Table 1.
k_c | initial nodes | largest tangle | largest SCC | splicing graphs | max length | N50 | >1-node graphs | max nodes | avg nodes | SNPs | total hits | unique hits | >1-hit graphs | max hits | time (mins) | memory (GB) |
---|---|---|---|---|---|---|---|---|---|---|---|---|---|---|---|---|
25_3 | 38884 | 17900 | 9937 | 15713 | 37380 | 2366 | 1361 | 3106 | 10 | 883 | 12731 | 10162 | 643 | 27 | 80,3 | 21,2 |
25_5 | 34822 | 16979 | 9255 | 15521 | 37380 | 2374 | 1351 | 266 | 7 | 517 | 12708 | 10160 | 643 | 27 | 80,3 | 21,2 |
25_10 | 34494 | 16712 | 9057 | 15486 | 37380 | 2373 | 1345 | 194 | 7 | 481 | 12699 | 10158 | 639 | 27 | 80,3 | 21,2 |
31_3 | 28342 | 5037 | 2080 | 13819 | 45158 | 2704 | 1719 | 1007 | 7 | 496 | 12523 | 11112 | 546 | 12 | 76,3 | 18,2 |
31_5 | 27307 | 4971 | 1898 | 13740 | 45158 | 2714 | 1717 | 167 | 6 | 381 | 12494 | 11110 | 552 | 13 | 76,3 | 18,2 |
31_10 | 27265 | 4947 | 1885 | 13829 | 45158 | 2704 | 1698 | 161 | 6 | 377 | 12536 | 11109 | 542 | 13 | 76,3 | 18,2 |
Initial nodes denotes the number of nodes that are in the initial assembly.

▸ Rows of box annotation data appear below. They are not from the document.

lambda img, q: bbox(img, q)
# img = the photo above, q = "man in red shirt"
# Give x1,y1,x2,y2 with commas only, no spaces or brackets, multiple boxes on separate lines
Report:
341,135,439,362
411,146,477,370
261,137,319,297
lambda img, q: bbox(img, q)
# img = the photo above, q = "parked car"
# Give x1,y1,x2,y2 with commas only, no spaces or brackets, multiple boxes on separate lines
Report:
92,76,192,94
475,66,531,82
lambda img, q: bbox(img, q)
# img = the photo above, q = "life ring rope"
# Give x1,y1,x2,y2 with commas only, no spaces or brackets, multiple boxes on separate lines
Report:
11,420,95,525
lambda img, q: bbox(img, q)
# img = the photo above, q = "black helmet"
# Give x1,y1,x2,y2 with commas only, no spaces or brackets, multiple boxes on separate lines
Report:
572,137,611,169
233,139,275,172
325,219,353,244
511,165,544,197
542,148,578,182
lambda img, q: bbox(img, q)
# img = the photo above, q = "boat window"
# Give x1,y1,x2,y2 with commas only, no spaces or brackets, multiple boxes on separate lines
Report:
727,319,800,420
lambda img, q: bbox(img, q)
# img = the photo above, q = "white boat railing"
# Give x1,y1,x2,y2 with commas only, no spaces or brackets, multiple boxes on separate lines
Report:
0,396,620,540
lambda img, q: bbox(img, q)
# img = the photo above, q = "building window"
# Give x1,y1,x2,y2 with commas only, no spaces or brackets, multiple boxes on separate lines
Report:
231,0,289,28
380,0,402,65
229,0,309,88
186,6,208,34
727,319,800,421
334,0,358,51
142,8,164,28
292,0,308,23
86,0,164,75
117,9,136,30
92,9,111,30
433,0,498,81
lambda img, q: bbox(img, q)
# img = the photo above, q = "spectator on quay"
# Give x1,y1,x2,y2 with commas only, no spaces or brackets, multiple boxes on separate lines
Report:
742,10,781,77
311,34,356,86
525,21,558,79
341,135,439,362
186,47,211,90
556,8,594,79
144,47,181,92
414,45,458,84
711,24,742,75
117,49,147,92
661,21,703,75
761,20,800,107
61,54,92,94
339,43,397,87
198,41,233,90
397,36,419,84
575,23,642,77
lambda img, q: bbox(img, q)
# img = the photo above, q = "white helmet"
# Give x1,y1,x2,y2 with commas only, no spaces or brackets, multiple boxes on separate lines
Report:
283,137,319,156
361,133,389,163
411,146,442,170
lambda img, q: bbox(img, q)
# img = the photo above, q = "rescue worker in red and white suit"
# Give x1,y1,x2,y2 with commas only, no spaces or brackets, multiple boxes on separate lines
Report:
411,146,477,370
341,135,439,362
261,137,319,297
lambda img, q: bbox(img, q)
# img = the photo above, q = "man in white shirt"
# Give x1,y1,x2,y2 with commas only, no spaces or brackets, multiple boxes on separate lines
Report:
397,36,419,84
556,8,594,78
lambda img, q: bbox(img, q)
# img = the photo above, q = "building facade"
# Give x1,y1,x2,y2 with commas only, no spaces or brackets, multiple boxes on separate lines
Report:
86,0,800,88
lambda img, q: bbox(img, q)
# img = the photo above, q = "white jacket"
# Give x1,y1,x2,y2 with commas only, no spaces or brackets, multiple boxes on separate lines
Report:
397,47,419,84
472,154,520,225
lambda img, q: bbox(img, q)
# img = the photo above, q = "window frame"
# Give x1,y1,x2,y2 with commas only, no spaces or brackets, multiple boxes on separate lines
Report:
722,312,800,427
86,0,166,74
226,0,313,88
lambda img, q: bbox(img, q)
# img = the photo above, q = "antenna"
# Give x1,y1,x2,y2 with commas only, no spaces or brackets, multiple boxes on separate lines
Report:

Largest tangle denotes the number of nodes of the largest connected component. Largest SCC denotes the number of nodes of the largest strongly connected component. Splicing graphs denotes the number of splicing graphs. Max length denotes the length (in nucleotides) of the longest path over all splicing graphs. N50 denotes the N50 value of the length (in nucleotides) of the longest path in each graph. >1-node graphs denotes the number of graphs with more than one node. Max nodes denotes the maximum number of nodes in these non-linear graphs. Avg nodes denotes the average number of nodes in these non-linear graphs. SNPs denotes the number of SNPs recovered. Total hits denotes the total number of hits from translated BLAST search of each node to Drosophila (isoforms are considered the same gene, only the top hit with E-value below 10−7 is included for each node in a splicing graph, and hits from nodes within the same splicing graph to the same gene are counted once). Unique hits denotes the number of unique hits to different genes. >1-hit graphs denotes the number of splicing graphs that have BLAST hits to more than one gene. Max hits denotes the maximum number of different genes that have BLAST hits to a splicing graph. Time (mins) denotes the computational time in minutes, with the values to the left and to the right of "," indicating the running time of Velvet and our postprocessing algorithm respectively. Memory (GB) denotes the memory requirement in gigabytes, with the values to the left and to the right of "," indicating the memory requirement of Velvet and our postprocessing algorithm respectively.